Proseguono gli approfondimenti del Radar con le interviste mirate. In questa occasione abbiamo posto il focus sull’Abruzzo, sulla provincia dell’Aquila e sul comune di Castel di Sangro. Abbiamo intervistato il presidente della provincia dell’Aquila e sindaco di Castel di Sangro, Angelo Caruso. Il radar è sempre attento alle realtà locali e territoriali, del resto è l’insieme delle identità territoriali che compone il sistema Paese. Di seguito l’intervista.
Lei ha avuto la responsabilità di essere presidente della provincia dell’Aquila dal 2017 quindi in un periodo che può essere considerato ancora post terremoto. Quello è stato un periodo sicuramente non facile per la provincia dell’Aquila. Vorrei chiederle se nell’esercizio del suo mandato, qualche volta, ha avuto l’impressione che fosse necessario un maggiore impegno da parte di tutte le istituzioni di quello che poi è stato effettivamente profuso.
Sicuramente. E questa circostanza non è nemmeno cessata. Nel senso che l’opera di ricostruzione della realtà interessata da una vicenda sismica come quella dell’Aquila non circoscritta soltanto alla città dell’Aquila, per quanto riguarda la ricostruzione dei luoghi, tutto sommato, sta andando egregiamente. A fianco, però, va ricostruita la comunità cioè un sistema sociale che deve accompagnare il reinsediamento e la ricostruzione del sistema urbano preesistente all’evento sismico. Questo tipo di azione implica una maggiore coesione istituzionale perché sono interessate le varie componenti di una società che esiste e, quindi interagisce, con una collettività. Questa fase stenta ad affermarsi e, chiaramente, pone in evidenza un deficit che è il deficit demografico. Lo scarso successo, definiamolo così, è derivato dalla mancanza di accompagnamento in questa fase del reinsediamento dei paesi e dei borghi della città dell’Aquila. Il capoluogo in qualche modo regge a questo calo demografico ma soltanto attraverso la migrazione del territorio verso la città.

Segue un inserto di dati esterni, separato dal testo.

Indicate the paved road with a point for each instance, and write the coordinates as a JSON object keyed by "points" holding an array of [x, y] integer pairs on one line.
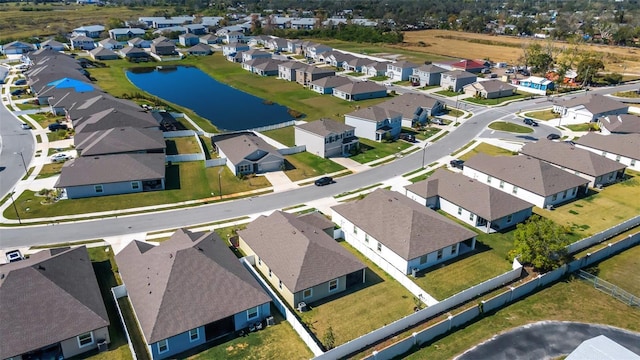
{"points": [[547, 340], [91, 229]]}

Lei ha parlato di calo demografico. Una domanda sportiva che riguarda più Castel di Sangro che la provincia. Nel comune che lei amministra come sindaco, avete un impianto sportivo che può ospitare 7200 persone, ma la popolazione del comune è di 6700 abitanti circa. Penso che si tratti di uno dei pochi centri in Europa ad avere uno stadio più capiente dell’intera comunità comunale. Questa curiosità ha attirato qualcuno oppure è passata inosservata?
Una piccola premessa. Lo stadio venne realizzato, con l’attuale capienza, per effetto della promozione in serie B del Castel di Sangro calcio. Da quella data noi ci attivammo per realizzare uno stadio consono a quel livello calcistico. Questo ha retto fino a che la squadra ha militato nella categoria professionistica, prima la B, poi la C1 e la C2 fino a quando poi non l’abbiamo liquidata. Da quel momento abbiamo riconvertito tutta quella bella storia, quella notorietà che era scaturita da quell’evento, in una azione piuttosto produttiva sul settore del turismo sportivo. Siamo riusciti a farlo diventare centro federale della FIGC suscitando l’interesse del Napoli Calcio che e anche altri club blasonati come ad esempio il Genova. In epoca Covid, quindi nel 2020, per via delle restrizioni il Napoli calcio si interessò a un ritiro di prossimità e trovò una possibile collocazione nella nostra realtà sia dal punto di vista alberghiero che sportivo. Da quella occasione è nata ovviamente la possibilità di far ritirare il Napoli calcio qui. Sono già quattro anni che il Napoli viene in ritiro qui. Per ospitare una squadra del genere è necessario avere uno stadio che abbia queste caratteristiche, anzi, in qualche caso quella capienza era persino insufficiente. Insieme a questo c’è l’effetto dei tornei giovanili, dei tornei di calcio della FIGC, dell’under 21, della nazionale femminile, dell’under 20 e dell’under 19. Lo stadio riesce a essere un punto di riferimento per eventi calcistici di livello professionistico al netto di quella che è una sotto utilizzazione durante il periodo invernale. Durante le altre stagioni riesce a essere un’attrattiva importante per un sistema che si declina sotto l’egida del turismo sportivo.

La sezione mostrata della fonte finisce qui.